Cost is negligible — a second Redis container is ~6MB resident. AOF persistence with everysec fsync trades a tiny window of potential loss (one second of enqueued tasks on hard host crash) for vastly better throughput. Acceptable: any task that must survive any failure should persist its inputs to Postgres before enqueuing.

Why scalr-edge for queue traffic

Same reasoning as Authentik-behind-gateway (ADR 0011): backend ↔ Redis traffic is internal, doesn't need TLS, doesn't need to traverse the gateway. Backends and workers reach Redis at redis://scalr-redis:6379/0 over the scalr-edge Docker network.

If we ever federate or open scalr-edge to less-trusted code, we'll need to add Redis ACLs / TLS. Not relevant at single-host scale.

Consequences

Positive: - One queue convention across every app. New apps activate the pattern by uncommenting one stub. - from scalr_queue import enqueue is the only API most code touches. The arq dependency is encapsulated; swapping queue libs in the future doesn't ripple. - Shared Redis means future cross-app patterns (rate-limiters, locks, pub/sub) have somewhere to land without standing up new infra.

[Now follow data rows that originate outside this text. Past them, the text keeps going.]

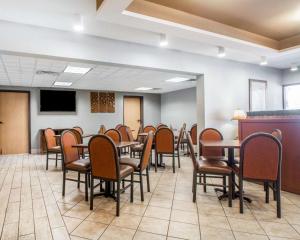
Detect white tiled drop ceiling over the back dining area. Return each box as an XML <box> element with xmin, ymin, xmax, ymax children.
<box><xmin>0</xmin><ymin>54</ymin><xmax>196</xmax><ymax>93</ymax></box>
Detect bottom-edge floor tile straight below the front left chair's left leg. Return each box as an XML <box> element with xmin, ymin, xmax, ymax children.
<box><xmin>72</xmin><ymin>221</ymin><xmax>107</xmax><ymax>239</ymax></box>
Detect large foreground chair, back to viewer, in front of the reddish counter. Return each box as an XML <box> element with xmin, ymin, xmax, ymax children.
<box><xmin>234</xmin><ymin>132</ymin><xmax>282</xmax><ymax>218</ymax></box>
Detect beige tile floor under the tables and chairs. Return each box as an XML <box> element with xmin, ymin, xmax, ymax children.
<box><xmin>0</xmin><ymin>155</ymin><xmax>300</xmax><ymax>240</ymax></box>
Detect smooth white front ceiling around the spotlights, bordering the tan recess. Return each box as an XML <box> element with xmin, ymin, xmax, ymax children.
<box><xmin>0</xmin><ymin>0</ymin><xmax>300</xmax><ymax>69</ymax></box>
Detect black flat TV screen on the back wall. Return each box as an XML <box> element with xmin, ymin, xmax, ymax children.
<box><xmin>40</xmin><ymin>90</ymin><xmax>76</xmax><ymax>112</ymax></box>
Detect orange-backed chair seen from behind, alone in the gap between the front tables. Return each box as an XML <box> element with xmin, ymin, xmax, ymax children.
<box><xmin>155</xmin><ymin>128</ymin><xmax>180</xmax><ymax>173</ymax></box>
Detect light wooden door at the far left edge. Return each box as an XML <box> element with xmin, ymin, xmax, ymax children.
<box><xmin>0</xmin><ymin>92</ymin><xmax>29</xmax><ymax>154</ymax></box>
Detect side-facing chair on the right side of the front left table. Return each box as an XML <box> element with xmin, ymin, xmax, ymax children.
<box><xmin>120</xmin><ymin>132</ymin><xmax>153</xmax><ymax>201</ymax></box>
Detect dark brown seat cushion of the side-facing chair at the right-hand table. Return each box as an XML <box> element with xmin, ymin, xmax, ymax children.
<box><xmin>198</xmin><ymin>160</ymin><xmax>232</xmax><ymax>174</ymax></box>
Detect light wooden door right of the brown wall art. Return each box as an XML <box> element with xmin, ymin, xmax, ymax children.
<box><xmin>124</xmin><ymin>96</ymin><xmax>143</xmax><ymax>138</ymax></box>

Negative: - One more service to keep up. Mitigated by the smoke test pass catching a dead Redis (any enqueue() call fails fast). - arq's smaller ecosystem means we'll occasionally hit edges we'd have known about with Celery. Acceptable trade for the simplicity. - No admin UI (yet). Until centralized logs land, debugging a stuck worker means docker logs <app>-worker. Fine at single-app scale.

Future work

  • Cron / scheduled jobs. arq supports cron_jobs in its settings; add to WorkerSettings when an app needs them. No platform change.
  • Dead-letter handling. arq automatically retries with exponential backoff (default 5 attempts). When one app's tasks need different retry policy, override per-task via arq.func decorator.
  • Observability. Once Loki is in place (Tier 2 #5), worker logs go to a Grafana panel. A few key metrics — queue depth, oldest pending job age, recent failures — would be a small follow-up.